Chopra and Tanzi are co-authors of the book, The Healing Self, about “how a positive attitude can trigger health,” according to Oz.

In the context of neurological diseases such as Alzheimer’s, Lou Gehrig’s Disease, and Parkinson’s disease, Chopra gave his lifestyle advice for decreasing stress-based inflammation, including good sleep, mind-body coordination, exercise, emotional resilience, food, mindfulness, and yoga.

Oz asked Chopra about “the mind’s role in healing the body.”

Chopra said: “One of the fundamental questions in science is called ‘the hard problem of consciousness’: How do we experience thoughts, feelings, emotions, insight, intuition, inspiration, creativity, vision, even reverence for God?” 

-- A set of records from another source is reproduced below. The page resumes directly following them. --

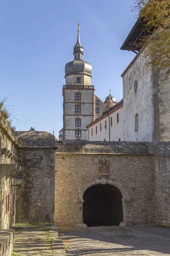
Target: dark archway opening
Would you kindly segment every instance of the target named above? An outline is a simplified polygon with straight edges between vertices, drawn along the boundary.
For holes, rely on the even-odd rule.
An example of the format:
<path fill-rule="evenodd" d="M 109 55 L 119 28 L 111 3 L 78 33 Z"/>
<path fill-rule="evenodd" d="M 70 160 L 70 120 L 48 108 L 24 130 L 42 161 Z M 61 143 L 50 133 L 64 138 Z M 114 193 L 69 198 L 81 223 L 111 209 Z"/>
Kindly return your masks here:
<path fill-rule="evenodd" d="M 83 196 L 83 222 L 88 226 L 119 225 L 122 221 L 122 195 L 116 187 L 97 184 Z"/>

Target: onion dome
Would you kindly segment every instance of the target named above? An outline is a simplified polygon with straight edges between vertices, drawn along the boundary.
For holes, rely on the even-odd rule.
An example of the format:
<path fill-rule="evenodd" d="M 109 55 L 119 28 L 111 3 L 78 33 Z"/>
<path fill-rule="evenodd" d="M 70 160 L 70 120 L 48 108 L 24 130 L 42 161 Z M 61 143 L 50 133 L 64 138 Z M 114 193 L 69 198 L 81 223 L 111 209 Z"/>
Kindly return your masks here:
<path fill-rule="evenodd" d="M 77 40 L 75 46 L 74 47 L 73 54 L 74 59 L 72 61 L 67 63 L 65 66 L 65 78 L 67 76 L 74 74 L 86 75 L 91 77 L 91 73 L 92 67 L 91 65 L 82 60 L 83 55 L 83 47 L 79 39 L 79 23 L 78 23 Z"/>
<path fill-rule="evenodd" d="M 106 97 L 105 101 L 104 102 L 104 103 L 108 103 L 108 102 L 109 99 L 111 99 L 111 100 L 112 101 L 112 102 L 113 103 L 114 103 L 115 104 L 117 103 L 117 102 L 116 100 L 116 99 L 114 97 L 113 97 L 113 96 L 112 96 L 112 95 L 111 95 L 111 90 L 110 90 L 110 94 L 108 96 L 108 97 Z"/>

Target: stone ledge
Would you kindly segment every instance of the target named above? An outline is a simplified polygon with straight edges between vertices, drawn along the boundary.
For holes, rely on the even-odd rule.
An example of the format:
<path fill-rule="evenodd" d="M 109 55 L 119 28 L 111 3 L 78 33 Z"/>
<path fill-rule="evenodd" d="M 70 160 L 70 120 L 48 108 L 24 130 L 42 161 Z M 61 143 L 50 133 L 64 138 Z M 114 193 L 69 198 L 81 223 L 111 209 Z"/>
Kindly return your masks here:
<path fill-rule="evenodd" d="M 0 255 L 11 256 L 14 242 L 14 230 L 0 230 Z"/>
<path fill-rule="evenodd" d="M 54 224 L 51 224 L 51 225 L 50 237 L 54 239 L 52 242 L 51 246 L 54 247 L 54 249 L 57 250 L 57 254 L 54 255 L 53 256 L 58 256 L 58 255 L 65 256 L 65 249 L 62 239 L 59 236 Z"/>

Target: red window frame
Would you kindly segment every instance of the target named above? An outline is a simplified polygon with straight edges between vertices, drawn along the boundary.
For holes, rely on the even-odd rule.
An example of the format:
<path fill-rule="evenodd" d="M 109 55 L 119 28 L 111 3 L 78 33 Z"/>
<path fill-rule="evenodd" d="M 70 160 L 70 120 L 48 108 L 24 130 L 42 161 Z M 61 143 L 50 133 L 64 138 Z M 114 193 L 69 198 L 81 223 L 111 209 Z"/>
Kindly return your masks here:
<path fill-rule="evenodd" d="M 118 123 L 119 122 L 119 113 L 117 113 L 117 122 Z"/>
<path fill-rule="evenodd" d="M 77 99 L 76 99 L 76 98 Z M 75 93 L 75 99 L 76 100 L 81 100 L 81 94 L 80 93 Z"/>
<path fill-rule="evenodd" d="M 81 137 L 82 137 L 82 131 L 76 131 L 75 135 L 76 138 L 81 138 Z"/>
<path fill-rule="evenodd" d="M 76 111 L 77 110 L 77 111 Z M 75 112 L 81 112 L 81 105 L 75 105 Z"/>
<path fill-rule="evenodd" d="M 82 125 L 82 120 L 81 119 L 76 119 L 75 120 L 75 124 L 76 126 L 81 126 Z"/>

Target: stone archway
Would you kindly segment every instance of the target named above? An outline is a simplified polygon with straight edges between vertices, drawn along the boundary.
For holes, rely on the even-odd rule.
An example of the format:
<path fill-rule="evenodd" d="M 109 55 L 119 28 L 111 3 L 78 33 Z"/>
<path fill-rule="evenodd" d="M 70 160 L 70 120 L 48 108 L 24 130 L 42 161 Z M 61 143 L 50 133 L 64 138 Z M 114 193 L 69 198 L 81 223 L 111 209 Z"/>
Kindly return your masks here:
<path fill-rule="evenodd" d="M 83 195 L 83 222 L 91 226 L 119 225 L 122 221 L 122 195 L 115 186 L 98 184 Z"/>
<path fill-rule="evenodd" d="M 83 204 L 84 202 L 83 196 L 85 191 L 90 187 L 96 184 L 102 184 L 101 180 L 96 180 L 90 183 L 86 184 L 84 187 L 82 193 L 79 195 L 79 199 L 78 203 L 79 203 L 80 207 L 80 219 L 81 223 L 76 224 L 75 227 L 85 227 L 87 226 L 83 221 Z M 125 188 L 117 180 L 107 180 L 105 184 L 108 184 L 115 186 L 120 191 L 122 195 L 122 220 L 119 224 L 120 226 L 128 226 L 130 225 L 129 219 L 129 213 L 131 208 L 131 199 L 129 194 Z"/>

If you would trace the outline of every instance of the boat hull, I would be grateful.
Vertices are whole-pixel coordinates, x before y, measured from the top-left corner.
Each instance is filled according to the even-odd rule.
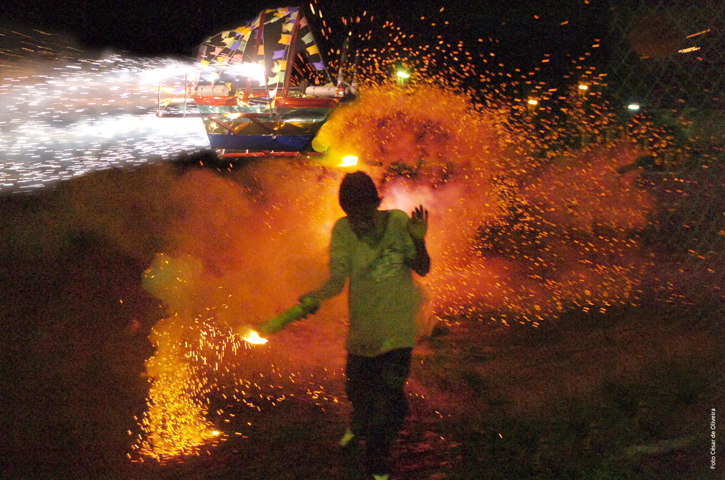
[[[207,133],[212,149],[262,152],[304,152],[313,135],[223,135]]]

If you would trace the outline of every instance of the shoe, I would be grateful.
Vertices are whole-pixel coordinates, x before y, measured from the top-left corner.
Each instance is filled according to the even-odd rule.
[[[340,439],[340,447],[347,447],[347,444],[349,444],[350,441],[355,438],[355,434],[353,434],[352,431],[350,430],[349,427],[348,427],[347,429],[345,430],[345,434],[342,436],[341,439]]]

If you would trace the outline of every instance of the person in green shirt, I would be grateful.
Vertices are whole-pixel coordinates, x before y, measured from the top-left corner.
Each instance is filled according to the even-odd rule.
[[[347,216],[332,229],[330,278],[300,298],[314,313],[349,281],[345,392],[352,415],[340,444],[365,439],[366,463],[377,480],[388,478],[390,448],[408,413],[403,388],[423,302],[413,272],[423,276],[431,269],[428,210],[421,204],[409,218],[378,210],[381,200],[368,174],[345,175],[339,202]]]

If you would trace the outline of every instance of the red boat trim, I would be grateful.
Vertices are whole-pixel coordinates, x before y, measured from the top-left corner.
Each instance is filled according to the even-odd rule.
[[[301,99],[296,96],[286,98],[278,96],[275,102],[275,106],[291,108],[332,108],[339,102],[340,99]]]
[[[214,105],[215,107],[236,107],[236,96],[194,96],[194,102],[197,105]]]

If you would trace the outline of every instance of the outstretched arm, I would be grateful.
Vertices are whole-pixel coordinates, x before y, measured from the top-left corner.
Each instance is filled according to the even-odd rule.
[[[408,262],[408,266],[421,277],[431,271],[431,256],[426,248],[426,232],[428,231],[428,210],[423,205],[410,212],[408,233],[415,247],[415,257]]]

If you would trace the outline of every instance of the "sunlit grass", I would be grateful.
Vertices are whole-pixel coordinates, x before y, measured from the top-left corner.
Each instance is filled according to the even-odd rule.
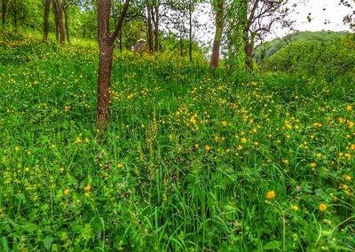
[[[116,53],[102,135],[96,47],[0,49],[2,250],[354,249],[354,80]]]

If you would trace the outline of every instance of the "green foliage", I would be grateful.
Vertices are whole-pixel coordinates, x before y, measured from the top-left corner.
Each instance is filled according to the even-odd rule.
[[[289,34],[283,38],[275,38],[272,41],[265,42],[255,50],[255,59],[256,62],[264,61],[267,58],[272,57],[283,47],[293,43],[336,43],[341,37],[347,35],[346,32],[296,32]]]
[[[349,35],[332,43],[292,43],[261,64],[268,71],[321,75],[355,74],[355,41]]]
[[[103,136],[97,47],[0,49],[1,251],[355,247],[353,78],[123,51]]]

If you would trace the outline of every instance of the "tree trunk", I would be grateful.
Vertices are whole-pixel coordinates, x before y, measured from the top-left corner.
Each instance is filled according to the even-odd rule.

The question, he continued, is “how does the brain do that? Is the mind doing the brain or the brain doing the mind? And right now, the conversation seems to be neither is doing each other.”

“Consciousness is more fundamental. We experience it subjectively as the mind and we experience it objectively as the body and the brain, but the brain is part of the body,” he said.

This “consciousness,” he suggested, is “what spiritual traditions call the soul and cognitive scientists call the conscious agent.”

Oz asked Chopra “what gives you this essence, that soul? Where does that come from in your cosmology?”

Chopra said that “right now cognitive scientists, those who believe in this framework, say that that soul, or that conscious agent, is an aspect of a universal consciousness which religions might call God.”

“It doesn’t matter what you call it… there’s an underlying field of awareness, of consciousness, which modulates itself and differentiates itself into conscious agents which we call souls.”

The Vatican health conference also features the CEOs of large pharmaceutical companies, including Moderna and Pfizer, along with celebrities active in medical philanthropy, global health advocates, policymakers, physicians, and religious leaders.

The conference’s website lists more than 100 speakers, including Kerry Kennedy, Cindy Crawford, John Sculley, Brandon Marshall, Joe Perry of the rock band Aerosmith, and Msgr. Dario Edoardo Viganò, prefect emeritus of the Vatican Secretariat for Communications.